Primary Purpose of Evaluation
- Evaluation helps nurses assess the effectiveness of nursing care and interventions tailored to patient needs.
Immediate Post-Intervention Action
- After administering acetaminophen for a headache, the nurse's priority is to reassess the patient's pain level in 30 minutes to evaluate effectiveness.
Discharge Planning
- Before discharging a patient with Impaired physical mobility, the nurse must evaluate if the patient's goals and outcomes have been met.
Expected Outcomes for Mobility
- An expected outcome for a patient with mobility issues includes their ability to ambulate using assistive devices such as crutches.

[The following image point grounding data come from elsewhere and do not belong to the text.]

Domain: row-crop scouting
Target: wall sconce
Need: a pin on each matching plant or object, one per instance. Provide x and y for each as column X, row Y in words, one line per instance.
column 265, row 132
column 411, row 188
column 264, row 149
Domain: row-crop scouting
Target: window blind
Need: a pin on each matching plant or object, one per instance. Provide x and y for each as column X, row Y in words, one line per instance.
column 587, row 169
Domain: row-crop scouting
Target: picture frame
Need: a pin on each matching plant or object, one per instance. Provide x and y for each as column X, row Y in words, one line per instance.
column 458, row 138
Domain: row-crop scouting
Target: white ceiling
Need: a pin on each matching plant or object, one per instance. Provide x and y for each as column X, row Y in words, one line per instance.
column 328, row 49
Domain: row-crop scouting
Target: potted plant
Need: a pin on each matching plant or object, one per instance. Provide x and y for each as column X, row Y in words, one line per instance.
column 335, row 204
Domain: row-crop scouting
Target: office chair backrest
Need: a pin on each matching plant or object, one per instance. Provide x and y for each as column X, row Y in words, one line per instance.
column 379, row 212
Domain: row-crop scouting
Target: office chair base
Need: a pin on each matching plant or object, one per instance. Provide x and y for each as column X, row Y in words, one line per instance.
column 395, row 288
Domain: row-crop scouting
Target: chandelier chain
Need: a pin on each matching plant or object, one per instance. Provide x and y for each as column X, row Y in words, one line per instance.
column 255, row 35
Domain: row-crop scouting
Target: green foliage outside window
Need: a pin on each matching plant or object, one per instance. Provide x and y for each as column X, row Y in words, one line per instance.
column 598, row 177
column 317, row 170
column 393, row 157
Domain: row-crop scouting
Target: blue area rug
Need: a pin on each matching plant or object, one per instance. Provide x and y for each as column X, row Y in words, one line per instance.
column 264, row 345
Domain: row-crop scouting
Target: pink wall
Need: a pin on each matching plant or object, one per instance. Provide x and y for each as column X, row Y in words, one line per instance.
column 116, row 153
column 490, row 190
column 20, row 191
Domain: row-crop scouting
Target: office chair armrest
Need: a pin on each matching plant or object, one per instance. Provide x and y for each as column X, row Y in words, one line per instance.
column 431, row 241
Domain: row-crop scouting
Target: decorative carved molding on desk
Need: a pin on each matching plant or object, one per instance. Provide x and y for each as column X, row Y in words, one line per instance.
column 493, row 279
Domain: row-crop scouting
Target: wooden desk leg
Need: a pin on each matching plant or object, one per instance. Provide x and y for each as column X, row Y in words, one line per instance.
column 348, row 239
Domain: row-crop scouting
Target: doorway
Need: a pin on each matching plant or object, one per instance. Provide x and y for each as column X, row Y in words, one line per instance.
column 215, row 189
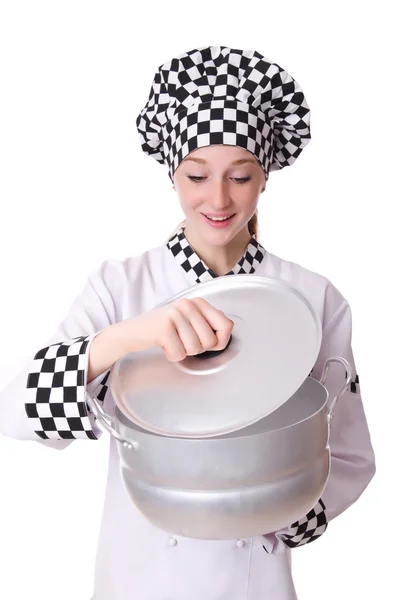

Preventing Pressure Ulcers
- Success in preventing pressure ulcers, assessed through the effectiveness of the turning schedule, is indicated by the absence of skin breakdown rather than documentation of turning frequency.
Goals of Outcomes Management
- The primary goal of outcomes management involves promoting purposeful nursing actions that enhance a patient's health status.
Evaluative Measures Explained
- Evaluative measures consist of assessment data that determine if patients have met expected outcomes and goals, useful for ongoing care assessments.
Wound Healing Assessment
- When assessing the healing of an open wound, the priority action is to measure the wound and inspect for signs of redness, swelling, or drainage.
Dressing Change Protocol
- If a dressing is saturated before scheduled change, the appropriate action is to revise the care plan and change the dressing immediately, ensuring proper wound care is maintained.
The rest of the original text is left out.